Обращение Шуйского произвело впечатление. Волнения в столице на время утихли. Однако мятеж на южной окраине государства разрастался.
Русское общество было давно подточено изнутри глубоким социальным конфликтом. Испокон веку русский крестьянин мог покинуть землевладельца в Юрьев день и по первому санному пути уехать прочь, на поиски лучшей доли. Юрьев день был для обездоленных светом в окошке. Пока нормы Юрьева дня сохраняли силу, крестьянин не числился крепостным феодала, даже будучи зависимым от него. На пороге Смуты в отношениях между главными классами феодального общества произошли драматические перемены. Дворяне упразднили Юрьев день и обрекли народ на неволю.
Крестьяне, холопы, посадские люди толпами бежали на южные окраины и пополняли там вольные казачьи станицы. Выступив на стороне самозванца с оружием в руках, они рассчитывали вернуться на Русь вольными людьми. В движение пришла вся масса казаков. Их отряды продвигались на север по всем дорогам и шляхам. Недавно выстроенные крепости, разбросанные по степному пространству на большом удалении друг от друга, не могли противостоять их напору. Служилые казаки из состава гарнизонов не выражали желания биться с восставшими и первыми переходили на их сторону.
Некогда Борис Годунов предпринял попытку посадить своих воевод в столице донских казаков городке Раздоры. Когда это ему не удалось, он приказал построить крепость Царев-Борисов. Правительство направило в новый город отборные стрелецкие части из Москвы. Но служба на дальней степной окраине тяготила стрельцов, надолго оторванных от семей и промыслов в столице. С появлением «истинного» Дмитрия у стрельцов возникла надежда на скорое возвращение домой в Москву.
Восстание казаков и стрельцов в Цареве-Борисове привело к крушению всей системы обороны южной границы. Власть самозванца признали Оскол, Валуйки, Воронеж, Белгород, позже Елец и Ливны. Впоследствии правительство прямо заявляло, что «в северских городах стрельцы смуту учинили». Пятьсот стрельцов в кумачовых кафтанах отправились из Царева-Борисова в Путивль и встречены были с подобающими почестями. Своих воевод восставшие приводили к «царьку» связанными.
Войско самозванца напоминало многоголовую гидру.
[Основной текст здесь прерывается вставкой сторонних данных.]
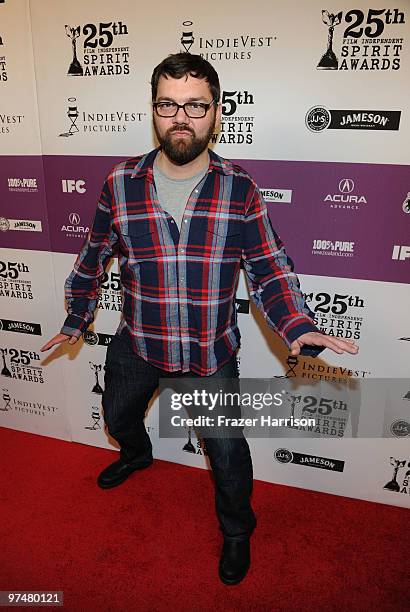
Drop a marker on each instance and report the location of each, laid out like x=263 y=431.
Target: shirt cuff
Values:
x=305 y=326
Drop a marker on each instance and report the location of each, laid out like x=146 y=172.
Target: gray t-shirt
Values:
x=173 y=194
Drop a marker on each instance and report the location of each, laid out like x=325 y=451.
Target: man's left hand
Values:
x=317 y=339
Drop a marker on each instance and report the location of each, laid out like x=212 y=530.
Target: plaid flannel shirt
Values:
x=179 y=286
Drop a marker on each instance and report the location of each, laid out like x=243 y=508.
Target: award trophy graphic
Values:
x=72 y=114
x=95 y=415
x=7 y=399
x=5 y=371
x=187 y=38
x=329 y=61
x=75 y=68
x=406 y=203
x=393 y=485
x=97 y=387
x=189 y=447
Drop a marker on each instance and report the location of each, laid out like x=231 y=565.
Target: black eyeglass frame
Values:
x=205 y=106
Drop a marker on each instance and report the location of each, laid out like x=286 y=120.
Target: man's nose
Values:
x=181 y=116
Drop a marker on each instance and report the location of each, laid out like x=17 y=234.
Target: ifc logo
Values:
x=317 y=119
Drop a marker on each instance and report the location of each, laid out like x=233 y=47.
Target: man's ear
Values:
x=218 y=116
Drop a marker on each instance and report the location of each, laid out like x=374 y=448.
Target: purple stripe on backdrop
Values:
x=340 y=203
x=354 y=209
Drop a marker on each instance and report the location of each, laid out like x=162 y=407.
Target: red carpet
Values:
x=152 y=544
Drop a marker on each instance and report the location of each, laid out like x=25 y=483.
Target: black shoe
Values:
x=235 y=561
x=118 y=472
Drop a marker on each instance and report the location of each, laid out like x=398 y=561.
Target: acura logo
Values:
x=74 y=218
x=346 y=186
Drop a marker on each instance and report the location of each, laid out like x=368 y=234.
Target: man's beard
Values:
x=183 y=150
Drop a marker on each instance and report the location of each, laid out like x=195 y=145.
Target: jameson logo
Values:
x=93 y=339
x=283 y=455
x=94 y=122
x=338 y=315
x=237 y=125
x=400 y=481
x=319 y=118
x=369 y=40
x=13 y=283
x=214 y=47
x=21 y=327
x=97 y=49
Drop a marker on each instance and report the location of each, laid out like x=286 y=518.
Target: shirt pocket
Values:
x=139 y=242
x=225 y=239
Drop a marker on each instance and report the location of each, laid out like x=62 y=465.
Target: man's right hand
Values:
x=57 y=340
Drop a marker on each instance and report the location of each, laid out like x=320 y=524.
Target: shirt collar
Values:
x=144 y=168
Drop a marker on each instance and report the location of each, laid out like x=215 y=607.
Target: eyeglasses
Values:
x=194 y=110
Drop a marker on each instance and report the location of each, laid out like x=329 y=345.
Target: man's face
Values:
x=181 y=137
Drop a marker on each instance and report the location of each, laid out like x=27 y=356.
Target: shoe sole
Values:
x=231 y=581
x=118 y=482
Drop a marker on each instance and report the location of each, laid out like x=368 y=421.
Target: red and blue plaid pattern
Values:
x=179 y=286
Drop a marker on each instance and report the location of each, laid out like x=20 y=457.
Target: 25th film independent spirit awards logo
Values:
x=3 y=63
x=339 y=315
x=237 y=125
x=15 y=280
x=99 y=49
x=358 y=40
x=21 y=365
x=95 y=122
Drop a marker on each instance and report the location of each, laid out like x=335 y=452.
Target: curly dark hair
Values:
x=179 y=65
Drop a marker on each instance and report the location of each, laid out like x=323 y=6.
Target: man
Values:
x=181 y=219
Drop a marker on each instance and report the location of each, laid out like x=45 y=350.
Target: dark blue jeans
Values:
x=130 y=382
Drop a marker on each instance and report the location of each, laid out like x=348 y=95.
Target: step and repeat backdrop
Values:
x=315 y=107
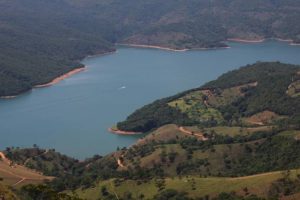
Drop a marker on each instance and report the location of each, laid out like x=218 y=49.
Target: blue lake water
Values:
x=73 y=116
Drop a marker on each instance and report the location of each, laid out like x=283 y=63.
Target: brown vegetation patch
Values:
x=262 y=118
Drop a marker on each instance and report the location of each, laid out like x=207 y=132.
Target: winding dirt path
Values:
x=198 y=135
x=7 y=164
x=3 y=157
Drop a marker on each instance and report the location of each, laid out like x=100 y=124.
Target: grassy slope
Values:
x=7 y=194
x=258 y=184
x=18 y=175
x=236 y=94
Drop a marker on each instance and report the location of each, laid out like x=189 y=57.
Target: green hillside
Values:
x=251 y=92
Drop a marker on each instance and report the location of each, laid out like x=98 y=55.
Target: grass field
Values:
x=194 y=105
x=17 y=175
x=294 y=89
x=195 y=186
x=263 y=118
x=291 y=133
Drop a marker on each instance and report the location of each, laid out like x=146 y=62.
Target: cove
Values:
x=73 y=115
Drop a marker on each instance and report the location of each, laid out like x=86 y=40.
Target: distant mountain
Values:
x=41 y=40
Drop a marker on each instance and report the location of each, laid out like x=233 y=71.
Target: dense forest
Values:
x=41 y=40
x=236 y=138
x=269 y=93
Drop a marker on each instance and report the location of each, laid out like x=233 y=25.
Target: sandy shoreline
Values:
x=8 y=97
x=60 y=78
x=290 y=41
x=119 y=132
x=152 y=47
x=168 y=49
x=245 y=41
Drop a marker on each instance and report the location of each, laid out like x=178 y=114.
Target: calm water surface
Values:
x=73 y=116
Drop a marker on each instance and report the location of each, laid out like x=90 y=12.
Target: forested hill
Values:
x=271 y=90
x=43 y=39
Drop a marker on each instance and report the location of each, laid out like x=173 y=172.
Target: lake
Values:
x=73 y=116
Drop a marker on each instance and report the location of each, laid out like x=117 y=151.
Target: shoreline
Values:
x=245 y=41
x=8 y=97
x=290 y=41
x=120 y=132
x=167 y=48
x=62 y=77
x=151 y=47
На месте отрубленных голов у нее тотчас вырастали новые. Прошло четыре месяца с тех пор, как воеводы полностью уничтожили его рать. Теперь в Путивле стояла новая армия, насчитывающая до десяти тысяч человек.
Тем временем правительственная армия под стенами Кром таяла. Разбитый в болотистой местности лагерь был залит вешними водами. Вслед за тем в полках открылась эпидемия мыта – так называли тогда дизентерию. Дисциплина в годуновской армии держалась, пока дворянское ополчение громило казаков и комарицких мужиков. Неудачи и бездеятельность деморализовали войско. Едва в лагере узнали о смерти Бориса, множество столичных дворян не мешкая уехали прочь под предлогом царского погребения.
После смерти Бориса, писали дьяки Разрядного приказа, под Кромами осталось «немного бояр и с ними только ратные люди северских городов, стрельцы, казаки и чорные люди». Дьяки не избежали преувеличения. В лагере оставалось немало дворян из Рязани, Тулы, Каширы, Алексина и даже из далекого Новгорода. Но поредевшие дворянские отряды со всех сторон окружала многочисленная мужицкая посоха, обслуживавшая артиллерию. В условиях углублявшегося брожения перемены в составе армии неизбежно готовили почву для ее разложения.